Bashplemi Tabletinin Sırları ve Tarihsel Önemi

Bashplemi Tabletinin Gizemi



Araştırmacılar, Bashplemi tabletinin üzerinde yer alan sembollerin, Hindistan, Mısır ve Batı İberya gibi uzak coğrafyalardaki yazı sistemleriyle bazı benzerlikler taşıdığını, ancak hiçbir kaydedilmiş dil veya alfabenin tam olarak bu sembollerle örtüşmediğini vurguluyor. Tabletin kimyasal olarak tarihlendirilmesi şu an için mümkün olmasa da, bulunduğu bölgeye dayanan tahminlere göre, bu yazıtların Geç Tunç Çağı veya Erken Demir Çağı’na, yani yaklaşık 14 bin yıl öncesine ait olabileceği düşünülmektedir.

Kayıp Bir Mesaj mı?

Araştırmacılar, sembollerin anlamı hakkında kesin bir bilgiye ulaşamamış olsalar da, tekrar eden figürlerin bir sayı sistemi olabileceği ve bunun askeri ganimetlerin, önemli bir inşaat projesinin veya bir tanrıya sunulan bir tür sununun kaydı olabileceği yönünde tahminlerde bulunuyorlar. Semboller üzerinde yapılan kapsamlı incelemeler, işleme tekniğinin dönemin şartları için son derece gelişmiş olduğunu ortaya koymaktadır. Kadim ustaların, her bir sembolün çevresini önce oyuklarla belirlediği, ardından yuvarlak bir aletle şekilleri düzelttiği düşünülmektedir. Bu ustaca yöntemle tablet üzerinde benzersiz eğri şekiller, çizgiler ve noktalar oluşturulmuştur.

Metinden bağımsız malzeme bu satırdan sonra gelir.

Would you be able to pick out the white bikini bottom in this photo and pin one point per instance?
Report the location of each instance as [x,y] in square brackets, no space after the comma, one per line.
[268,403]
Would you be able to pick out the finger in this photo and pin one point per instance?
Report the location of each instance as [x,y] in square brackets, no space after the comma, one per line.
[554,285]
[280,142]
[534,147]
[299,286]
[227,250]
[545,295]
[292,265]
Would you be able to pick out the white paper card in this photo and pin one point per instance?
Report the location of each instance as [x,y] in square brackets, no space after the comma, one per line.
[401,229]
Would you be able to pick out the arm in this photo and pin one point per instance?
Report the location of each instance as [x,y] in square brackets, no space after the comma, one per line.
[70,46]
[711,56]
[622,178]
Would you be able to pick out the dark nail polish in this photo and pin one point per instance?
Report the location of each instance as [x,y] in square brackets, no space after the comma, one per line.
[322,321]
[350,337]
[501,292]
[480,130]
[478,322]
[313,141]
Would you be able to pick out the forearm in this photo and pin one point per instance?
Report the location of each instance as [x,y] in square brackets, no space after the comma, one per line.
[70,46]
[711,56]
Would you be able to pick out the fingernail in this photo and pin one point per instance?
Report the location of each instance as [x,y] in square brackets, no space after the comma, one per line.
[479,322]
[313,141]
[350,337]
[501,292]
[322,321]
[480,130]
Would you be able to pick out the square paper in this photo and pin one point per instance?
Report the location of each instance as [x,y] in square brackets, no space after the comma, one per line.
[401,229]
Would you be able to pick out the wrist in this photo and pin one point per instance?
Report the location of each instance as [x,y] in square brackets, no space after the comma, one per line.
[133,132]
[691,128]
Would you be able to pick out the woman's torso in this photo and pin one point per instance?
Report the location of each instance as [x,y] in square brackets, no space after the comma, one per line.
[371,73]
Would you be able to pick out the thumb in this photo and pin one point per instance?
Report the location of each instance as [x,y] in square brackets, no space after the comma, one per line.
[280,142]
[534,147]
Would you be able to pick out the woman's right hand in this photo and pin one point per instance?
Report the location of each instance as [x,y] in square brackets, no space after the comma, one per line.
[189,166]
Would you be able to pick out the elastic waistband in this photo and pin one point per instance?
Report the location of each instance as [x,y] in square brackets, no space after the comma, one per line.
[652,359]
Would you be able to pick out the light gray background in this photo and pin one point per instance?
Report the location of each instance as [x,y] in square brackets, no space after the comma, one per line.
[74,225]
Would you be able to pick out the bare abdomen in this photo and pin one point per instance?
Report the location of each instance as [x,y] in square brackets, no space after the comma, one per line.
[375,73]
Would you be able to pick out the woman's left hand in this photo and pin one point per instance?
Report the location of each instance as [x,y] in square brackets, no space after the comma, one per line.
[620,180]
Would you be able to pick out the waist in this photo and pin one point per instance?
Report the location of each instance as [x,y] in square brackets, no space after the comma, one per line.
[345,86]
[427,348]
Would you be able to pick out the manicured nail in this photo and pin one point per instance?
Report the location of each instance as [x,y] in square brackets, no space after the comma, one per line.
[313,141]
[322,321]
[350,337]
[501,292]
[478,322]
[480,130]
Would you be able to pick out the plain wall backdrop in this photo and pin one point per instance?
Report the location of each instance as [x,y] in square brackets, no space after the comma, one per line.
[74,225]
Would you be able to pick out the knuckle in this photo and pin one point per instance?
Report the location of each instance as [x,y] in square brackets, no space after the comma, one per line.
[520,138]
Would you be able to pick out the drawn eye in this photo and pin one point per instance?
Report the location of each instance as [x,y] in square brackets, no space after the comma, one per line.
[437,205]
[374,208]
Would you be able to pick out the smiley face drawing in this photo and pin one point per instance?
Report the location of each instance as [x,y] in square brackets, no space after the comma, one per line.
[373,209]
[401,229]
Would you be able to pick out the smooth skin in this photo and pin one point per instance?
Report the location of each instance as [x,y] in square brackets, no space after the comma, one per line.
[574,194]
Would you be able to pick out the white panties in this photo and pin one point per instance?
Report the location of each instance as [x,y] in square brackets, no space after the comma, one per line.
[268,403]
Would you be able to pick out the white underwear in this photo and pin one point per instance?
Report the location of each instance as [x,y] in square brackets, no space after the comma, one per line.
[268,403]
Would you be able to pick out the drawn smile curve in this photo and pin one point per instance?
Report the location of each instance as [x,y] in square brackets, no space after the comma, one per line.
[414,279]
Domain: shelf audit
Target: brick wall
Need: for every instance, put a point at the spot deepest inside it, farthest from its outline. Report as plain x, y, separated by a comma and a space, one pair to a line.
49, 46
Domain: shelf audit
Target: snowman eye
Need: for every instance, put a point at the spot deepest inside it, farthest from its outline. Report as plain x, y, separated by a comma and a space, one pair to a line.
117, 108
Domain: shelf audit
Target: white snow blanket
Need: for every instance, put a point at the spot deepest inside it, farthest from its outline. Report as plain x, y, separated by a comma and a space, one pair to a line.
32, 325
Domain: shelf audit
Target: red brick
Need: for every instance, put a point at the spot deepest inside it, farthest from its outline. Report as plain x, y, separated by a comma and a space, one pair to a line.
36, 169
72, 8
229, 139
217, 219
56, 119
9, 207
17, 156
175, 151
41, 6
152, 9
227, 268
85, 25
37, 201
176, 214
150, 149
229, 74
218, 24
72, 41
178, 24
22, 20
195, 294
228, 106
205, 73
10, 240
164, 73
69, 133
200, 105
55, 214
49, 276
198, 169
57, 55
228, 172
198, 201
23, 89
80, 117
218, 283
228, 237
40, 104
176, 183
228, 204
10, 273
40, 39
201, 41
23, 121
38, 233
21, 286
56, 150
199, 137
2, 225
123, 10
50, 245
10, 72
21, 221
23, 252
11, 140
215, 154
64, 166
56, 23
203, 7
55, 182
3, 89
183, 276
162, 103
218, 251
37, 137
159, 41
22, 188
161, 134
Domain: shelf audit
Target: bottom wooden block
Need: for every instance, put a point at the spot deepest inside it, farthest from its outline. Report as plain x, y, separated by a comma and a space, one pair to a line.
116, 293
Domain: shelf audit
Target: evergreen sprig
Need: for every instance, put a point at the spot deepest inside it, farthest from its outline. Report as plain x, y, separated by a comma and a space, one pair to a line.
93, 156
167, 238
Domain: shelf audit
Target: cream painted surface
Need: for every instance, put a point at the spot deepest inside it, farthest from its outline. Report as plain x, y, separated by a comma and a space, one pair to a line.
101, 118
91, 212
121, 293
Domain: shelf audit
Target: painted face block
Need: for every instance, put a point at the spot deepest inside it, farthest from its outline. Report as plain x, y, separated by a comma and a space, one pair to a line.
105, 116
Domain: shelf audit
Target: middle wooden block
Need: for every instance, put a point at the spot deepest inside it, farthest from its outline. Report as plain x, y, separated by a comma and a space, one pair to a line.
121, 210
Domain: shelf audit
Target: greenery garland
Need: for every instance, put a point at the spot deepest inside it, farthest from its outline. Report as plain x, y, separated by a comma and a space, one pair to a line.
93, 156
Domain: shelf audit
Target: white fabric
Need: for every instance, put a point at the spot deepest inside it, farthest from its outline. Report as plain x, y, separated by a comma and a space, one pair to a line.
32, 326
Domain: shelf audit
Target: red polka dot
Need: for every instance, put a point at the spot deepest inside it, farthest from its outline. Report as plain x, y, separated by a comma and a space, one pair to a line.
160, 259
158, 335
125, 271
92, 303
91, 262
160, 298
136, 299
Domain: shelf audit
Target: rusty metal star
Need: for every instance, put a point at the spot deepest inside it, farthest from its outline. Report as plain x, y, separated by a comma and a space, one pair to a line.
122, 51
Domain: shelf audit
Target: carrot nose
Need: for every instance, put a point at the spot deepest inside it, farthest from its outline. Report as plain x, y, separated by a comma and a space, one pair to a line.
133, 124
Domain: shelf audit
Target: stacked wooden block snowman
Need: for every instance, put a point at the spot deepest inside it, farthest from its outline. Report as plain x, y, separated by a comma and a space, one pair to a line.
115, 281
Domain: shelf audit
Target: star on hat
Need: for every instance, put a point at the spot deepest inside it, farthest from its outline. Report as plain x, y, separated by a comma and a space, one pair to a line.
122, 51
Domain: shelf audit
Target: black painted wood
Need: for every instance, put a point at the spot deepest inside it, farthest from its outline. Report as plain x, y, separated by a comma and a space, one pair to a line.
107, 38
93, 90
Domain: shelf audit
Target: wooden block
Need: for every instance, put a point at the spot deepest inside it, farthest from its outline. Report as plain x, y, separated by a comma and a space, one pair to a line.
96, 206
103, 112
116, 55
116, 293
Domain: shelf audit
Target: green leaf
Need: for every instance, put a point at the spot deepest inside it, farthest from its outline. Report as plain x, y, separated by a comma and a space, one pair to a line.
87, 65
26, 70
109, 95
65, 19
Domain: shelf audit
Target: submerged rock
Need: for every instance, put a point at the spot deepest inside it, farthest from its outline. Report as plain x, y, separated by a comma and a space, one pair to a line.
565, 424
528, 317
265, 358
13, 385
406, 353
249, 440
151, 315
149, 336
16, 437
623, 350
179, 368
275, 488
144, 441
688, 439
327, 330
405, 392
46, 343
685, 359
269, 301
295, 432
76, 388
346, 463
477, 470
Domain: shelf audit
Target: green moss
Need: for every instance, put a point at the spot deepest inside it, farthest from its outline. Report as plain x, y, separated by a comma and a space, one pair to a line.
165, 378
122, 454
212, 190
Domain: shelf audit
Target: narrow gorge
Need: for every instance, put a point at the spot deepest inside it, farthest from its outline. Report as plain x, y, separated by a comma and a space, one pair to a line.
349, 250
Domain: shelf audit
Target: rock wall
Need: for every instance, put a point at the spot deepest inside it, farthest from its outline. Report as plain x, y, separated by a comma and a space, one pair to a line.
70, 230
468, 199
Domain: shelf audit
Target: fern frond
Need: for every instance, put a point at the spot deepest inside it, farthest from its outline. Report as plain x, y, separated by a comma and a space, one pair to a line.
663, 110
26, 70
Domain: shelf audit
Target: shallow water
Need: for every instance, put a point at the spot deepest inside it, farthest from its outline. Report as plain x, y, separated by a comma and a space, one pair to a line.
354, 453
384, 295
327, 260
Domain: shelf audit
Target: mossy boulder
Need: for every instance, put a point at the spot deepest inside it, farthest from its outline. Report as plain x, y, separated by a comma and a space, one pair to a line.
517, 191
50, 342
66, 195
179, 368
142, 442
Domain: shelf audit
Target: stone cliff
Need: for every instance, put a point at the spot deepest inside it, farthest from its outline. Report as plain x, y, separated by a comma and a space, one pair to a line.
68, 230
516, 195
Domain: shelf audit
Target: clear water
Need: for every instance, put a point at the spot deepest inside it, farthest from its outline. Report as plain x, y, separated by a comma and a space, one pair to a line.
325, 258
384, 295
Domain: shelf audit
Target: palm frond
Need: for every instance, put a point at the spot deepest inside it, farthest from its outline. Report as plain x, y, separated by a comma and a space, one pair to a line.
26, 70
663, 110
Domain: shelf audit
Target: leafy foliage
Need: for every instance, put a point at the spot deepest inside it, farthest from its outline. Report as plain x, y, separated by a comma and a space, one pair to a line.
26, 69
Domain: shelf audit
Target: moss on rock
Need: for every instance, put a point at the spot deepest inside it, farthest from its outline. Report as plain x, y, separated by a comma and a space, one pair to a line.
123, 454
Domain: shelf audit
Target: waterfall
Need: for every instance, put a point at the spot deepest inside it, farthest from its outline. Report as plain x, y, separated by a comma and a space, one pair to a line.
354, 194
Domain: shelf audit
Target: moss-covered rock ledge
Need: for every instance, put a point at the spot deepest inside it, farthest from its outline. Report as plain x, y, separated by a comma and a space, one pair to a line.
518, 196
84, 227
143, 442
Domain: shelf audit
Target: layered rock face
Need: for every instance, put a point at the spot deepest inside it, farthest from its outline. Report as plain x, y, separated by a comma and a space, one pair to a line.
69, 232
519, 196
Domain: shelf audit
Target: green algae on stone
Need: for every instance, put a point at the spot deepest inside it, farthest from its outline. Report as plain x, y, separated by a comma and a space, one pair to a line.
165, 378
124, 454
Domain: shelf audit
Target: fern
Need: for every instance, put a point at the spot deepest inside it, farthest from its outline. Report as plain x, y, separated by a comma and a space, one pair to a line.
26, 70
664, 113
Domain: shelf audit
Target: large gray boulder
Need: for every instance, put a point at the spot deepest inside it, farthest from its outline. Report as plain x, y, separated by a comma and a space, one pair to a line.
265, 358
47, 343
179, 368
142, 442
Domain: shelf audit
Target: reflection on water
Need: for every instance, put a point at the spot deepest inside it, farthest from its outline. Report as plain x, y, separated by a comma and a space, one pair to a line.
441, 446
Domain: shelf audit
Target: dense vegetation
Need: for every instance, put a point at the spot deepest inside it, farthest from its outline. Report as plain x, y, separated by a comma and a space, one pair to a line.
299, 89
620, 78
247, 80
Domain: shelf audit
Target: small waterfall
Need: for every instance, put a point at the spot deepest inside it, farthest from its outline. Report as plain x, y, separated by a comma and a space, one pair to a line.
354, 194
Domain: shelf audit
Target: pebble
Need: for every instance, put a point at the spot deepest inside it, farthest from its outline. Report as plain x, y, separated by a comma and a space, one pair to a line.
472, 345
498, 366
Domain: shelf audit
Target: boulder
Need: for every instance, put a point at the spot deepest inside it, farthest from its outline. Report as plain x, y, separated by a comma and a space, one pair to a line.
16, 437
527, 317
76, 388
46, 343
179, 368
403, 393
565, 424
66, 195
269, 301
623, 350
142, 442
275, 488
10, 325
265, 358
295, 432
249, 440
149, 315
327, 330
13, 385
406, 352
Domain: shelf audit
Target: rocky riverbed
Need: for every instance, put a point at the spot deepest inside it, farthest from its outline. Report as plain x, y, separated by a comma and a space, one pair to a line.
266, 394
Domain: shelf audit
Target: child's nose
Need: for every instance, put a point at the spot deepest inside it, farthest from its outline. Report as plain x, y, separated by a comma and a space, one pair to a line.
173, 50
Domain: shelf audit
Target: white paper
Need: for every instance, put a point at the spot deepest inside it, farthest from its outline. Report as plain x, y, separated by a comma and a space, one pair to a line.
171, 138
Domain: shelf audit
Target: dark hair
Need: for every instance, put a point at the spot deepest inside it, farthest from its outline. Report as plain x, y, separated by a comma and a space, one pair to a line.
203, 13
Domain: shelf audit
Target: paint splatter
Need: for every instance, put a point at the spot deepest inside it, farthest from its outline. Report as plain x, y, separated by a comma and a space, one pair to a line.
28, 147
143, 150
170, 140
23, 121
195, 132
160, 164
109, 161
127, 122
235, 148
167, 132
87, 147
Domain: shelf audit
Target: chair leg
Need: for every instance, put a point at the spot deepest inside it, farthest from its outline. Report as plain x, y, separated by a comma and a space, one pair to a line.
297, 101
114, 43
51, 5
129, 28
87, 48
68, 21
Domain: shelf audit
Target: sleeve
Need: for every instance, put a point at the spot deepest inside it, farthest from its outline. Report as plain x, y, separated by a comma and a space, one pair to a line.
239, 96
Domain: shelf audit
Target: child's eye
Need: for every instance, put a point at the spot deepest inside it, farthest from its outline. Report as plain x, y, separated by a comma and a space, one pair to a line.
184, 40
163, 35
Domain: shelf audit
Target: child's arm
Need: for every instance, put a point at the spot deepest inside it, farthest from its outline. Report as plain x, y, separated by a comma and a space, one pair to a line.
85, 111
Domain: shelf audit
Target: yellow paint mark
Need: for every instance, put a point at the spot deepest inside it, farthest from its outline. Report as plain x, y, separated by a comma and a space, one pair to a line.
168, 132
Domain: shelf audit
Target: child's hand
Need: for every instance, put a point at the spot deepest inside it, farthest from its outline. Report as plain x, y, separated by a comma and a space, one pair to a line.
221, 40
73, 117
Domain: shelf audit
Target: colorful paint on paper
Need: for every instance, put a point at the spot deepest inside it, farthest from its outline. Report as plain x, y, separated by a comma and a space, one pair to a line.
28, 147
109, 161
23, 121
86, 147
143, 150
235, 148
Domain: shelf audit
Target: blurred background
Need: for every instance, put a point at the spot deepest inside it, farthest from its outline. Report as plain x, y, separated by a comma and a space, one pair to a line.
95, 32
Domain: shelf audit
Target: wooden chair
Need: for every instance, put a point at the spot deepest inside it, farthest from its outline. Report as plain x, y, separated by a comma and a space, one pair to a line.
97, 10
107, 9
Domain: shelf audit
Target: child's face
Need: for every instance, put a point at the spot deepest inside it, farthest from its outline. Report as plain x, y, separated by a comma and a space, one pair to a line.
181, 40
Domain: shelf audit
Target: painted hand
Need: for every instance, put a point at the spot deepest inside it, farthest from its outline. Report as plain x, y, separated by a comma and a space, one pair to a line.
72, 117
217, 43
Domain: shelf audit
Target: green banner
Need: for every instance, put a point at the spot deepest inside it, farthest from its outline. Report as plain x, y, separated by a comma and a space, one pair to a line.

Gürcistan'da Kullanılan Mühürlere Benzeyen Semboller



Bashplemi tabletindeki semboller, dördüncü binyılda konuşulan Proto-Kartvelce yazıtları ve Erken Demir Çağı’nda Gürcistan’da kullanılan mühürlerle belirgin benzerlikler taşımaktadır. Bu mühürlerin genellikle vergi tahsildarları tarafından şarap ve diğer malların miktarını işaretlemek için kullanıldığı bilinmektedir. Ayrıca, araştırmacılar bu sembollerin Yunan mitolojisinde yer alan kayıp bir dil olan “Altın Yazı” ile bağlantılı olabileceğini de öne sürmektedir. Altın Post efsanesine göre, Jason ve Argonotlar, Colchis adlı zengin topraklara bu yazı yöntemini öğrenmek amacıyla bir sefer düzenlemişlerdir. Ancak, Colchis halkının yazılarını organik malzemelerle (kemik veya ahşap) yazdıkları için bu dilin izlerinin günümüze ulaşmadığı düşünülmektedir.

Bashplemi Gölü çevresindeki kazılar, bölgenin Tunç Çağı’na kadar uzanan zengin bir medeniyete ev sahipliği yaptığını göstermektedir. Drone taramalarıyla elde edilen görüntülerde, düzenli dairesel yapılar (mezar höyükleri) ve çeşitli geometrik şekiller (ev, savunma yapıları, ibadet alanları) tespit edilmiştir. Bu durum, tabletin bulunduğu yerin kadim bir kültür merkezi olabileceğini düşündürmektedir.